The Normalisation of Discrimination

This statement is not just factually wrong (many Murut people are Muslim, and many are Christian or follow traditional beliefs). It is a pure, unadulterated example of normalised discrimination. It attempts to:

  1. Weaponise Religion: It uses a specific religious label (kafir) to brand an entire, diverse ethnic group, ignoring the religious diversity within.
  2. Sow Discord: It pits ethnic groups against one another based on religious lines—suggesting a difference in inherent worth or political reliability.
  3. Undermine Dignity: It attacks the very dignity of a people by associating their ethnicity with a religiously charged, negative label.

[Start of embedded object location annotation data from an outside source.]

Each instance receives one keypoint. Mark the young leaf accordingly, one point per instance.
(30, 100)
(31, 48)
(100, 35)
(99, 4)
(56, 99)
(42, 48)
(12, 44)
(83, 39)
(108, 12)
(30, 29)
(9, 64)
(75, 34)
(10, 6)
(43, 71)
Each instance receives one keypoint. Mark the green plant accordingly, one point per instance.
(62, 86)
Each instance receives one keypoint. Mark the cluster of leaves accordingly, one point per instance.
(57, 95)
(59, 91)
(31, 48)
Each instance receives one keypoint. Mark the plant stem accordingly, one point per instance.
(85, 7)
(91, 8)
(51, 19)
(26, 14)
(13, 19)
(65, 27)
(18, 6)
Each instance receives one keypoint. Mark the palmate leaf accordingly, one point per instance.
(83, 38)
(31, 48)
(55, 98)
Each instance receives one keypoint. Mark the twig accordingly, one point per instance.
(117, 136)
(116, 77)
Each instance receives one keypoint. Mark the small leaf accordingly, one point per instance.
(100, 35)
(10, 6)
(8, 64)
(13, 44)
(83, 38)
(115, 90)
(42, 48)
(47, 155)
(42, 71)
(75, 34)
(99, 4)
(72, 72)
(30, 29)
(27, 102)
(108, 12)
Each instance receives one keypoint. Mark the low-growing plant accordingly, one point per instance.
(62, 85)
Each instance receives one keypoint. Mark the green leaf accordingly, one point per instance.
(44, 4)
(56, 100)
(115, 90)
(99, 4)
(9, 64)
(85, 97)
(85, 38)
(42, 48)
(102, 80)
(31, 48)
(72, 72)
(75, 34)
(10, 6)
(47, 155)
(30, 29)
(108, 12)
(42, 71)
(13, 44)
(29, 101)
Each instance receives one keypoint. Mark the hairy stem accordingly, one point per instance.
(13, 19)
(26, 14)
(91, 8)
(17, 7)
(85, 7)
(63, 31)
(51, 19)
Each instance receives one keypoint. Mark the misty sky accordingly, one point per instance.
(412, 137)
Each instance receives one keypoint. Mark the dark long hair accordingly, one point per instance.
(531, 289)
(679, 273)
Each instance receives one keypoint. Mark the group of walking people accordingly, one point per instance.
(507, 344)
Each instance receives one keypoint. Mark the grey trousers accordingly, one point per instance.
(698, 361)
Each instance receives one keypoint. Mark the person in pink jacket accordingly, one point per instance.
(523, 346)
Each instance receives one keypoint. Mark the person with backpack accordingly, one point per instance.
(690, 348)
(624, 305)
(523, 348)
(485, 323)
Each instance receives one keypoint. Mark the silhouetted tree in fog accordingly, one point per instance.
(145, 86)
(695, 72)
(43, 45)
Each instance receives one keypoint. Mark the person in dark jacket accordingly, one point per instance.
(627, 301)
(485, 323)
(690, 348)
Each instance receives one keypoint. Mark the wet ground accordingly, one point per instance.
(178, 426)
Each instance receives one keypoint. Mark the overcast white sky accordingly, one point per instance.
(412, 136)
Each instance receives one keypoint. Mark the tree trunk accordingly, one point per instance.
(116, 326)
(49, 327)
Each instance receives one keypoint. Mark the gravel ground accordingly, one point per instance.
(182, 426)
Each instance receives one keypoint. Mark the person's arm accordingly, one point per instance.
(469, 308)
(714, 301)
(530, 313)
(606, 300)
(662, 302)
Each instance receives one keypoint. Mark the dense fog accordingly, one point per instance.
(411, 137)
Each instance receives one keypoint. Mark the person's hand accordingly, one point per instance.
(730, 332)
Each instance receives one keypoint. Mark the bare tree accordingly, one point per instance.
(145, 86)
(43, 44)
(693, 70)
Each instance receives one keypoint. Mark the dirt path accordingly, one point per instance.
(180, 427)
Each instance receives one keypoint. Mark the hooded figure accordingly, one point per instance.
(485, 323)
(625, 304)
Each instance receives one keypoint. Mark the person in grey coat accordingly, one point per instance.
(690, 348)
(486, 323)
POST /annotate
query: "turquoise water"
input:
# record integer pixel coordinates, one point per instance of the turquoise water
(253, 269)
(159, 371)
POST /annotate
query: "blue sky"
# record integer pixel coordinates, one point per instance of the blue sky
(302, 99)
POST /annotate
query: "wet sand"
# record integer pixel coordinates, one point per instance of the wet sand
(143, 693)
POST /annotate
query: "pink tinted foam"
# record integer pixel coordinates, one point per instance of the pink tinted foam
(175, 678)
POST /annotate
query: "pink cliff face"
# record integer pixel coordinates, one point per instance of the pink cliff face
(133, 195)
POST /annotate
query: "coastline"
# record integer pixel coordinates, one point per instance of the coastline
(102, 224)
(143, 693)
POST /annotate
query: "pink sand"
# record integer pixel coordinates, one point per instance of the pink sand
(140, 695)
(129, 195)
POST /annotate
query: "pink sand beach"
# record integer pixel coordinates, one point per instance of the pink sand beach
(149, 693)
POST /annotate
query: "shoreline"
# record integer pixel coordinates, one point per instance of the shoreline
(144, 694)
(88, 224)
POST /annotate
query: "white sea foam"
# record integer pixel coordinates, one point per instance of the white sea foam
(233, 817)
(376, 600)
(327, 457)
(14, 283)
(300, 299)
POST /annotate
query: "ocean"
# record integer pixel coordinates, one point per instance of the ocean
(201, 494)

As a reminder from Islamic teachings, the act of declaring another person a kafir (known as Takfir) is treated with extreme seriousness and caution by scholars. It is not the job of any human, especially not a politician seeking votes, to make such sweeping and destructive declarations about an entire people.

Rejecting the Narrative

We must strongly reject divisive labels that attempt to define us by the lowest common denominator.

My refusal to vote for such a party—“saya tak nak undi parti perkauman” (I don't want to vote for a racial party)—is a stance rooted in the fundamental belief that humans are equal in dignity and rights. No politician has the right to use race or religion to justify their campaign or excuse their lack of policy.

Poverty is real. Lack of development is real. But the solution is not to blame the KDMR people for their political freedom or religious diversity. The solution is to demand good governance, equitable development, and respect for all of Sabah’s diverse communities.

The real poverty lies not in the people, but in the bankrupt political rhetoric that keeps trying to divide us. KDM are not poor. The truly poor are those who resort to insulting others and never feel remorse for it.

Let's stand firm in our unity, our culture, and our demand for politics that lift all of us up, not tear us apart.

— Kalvin, Disability and Humane-Tech Activist.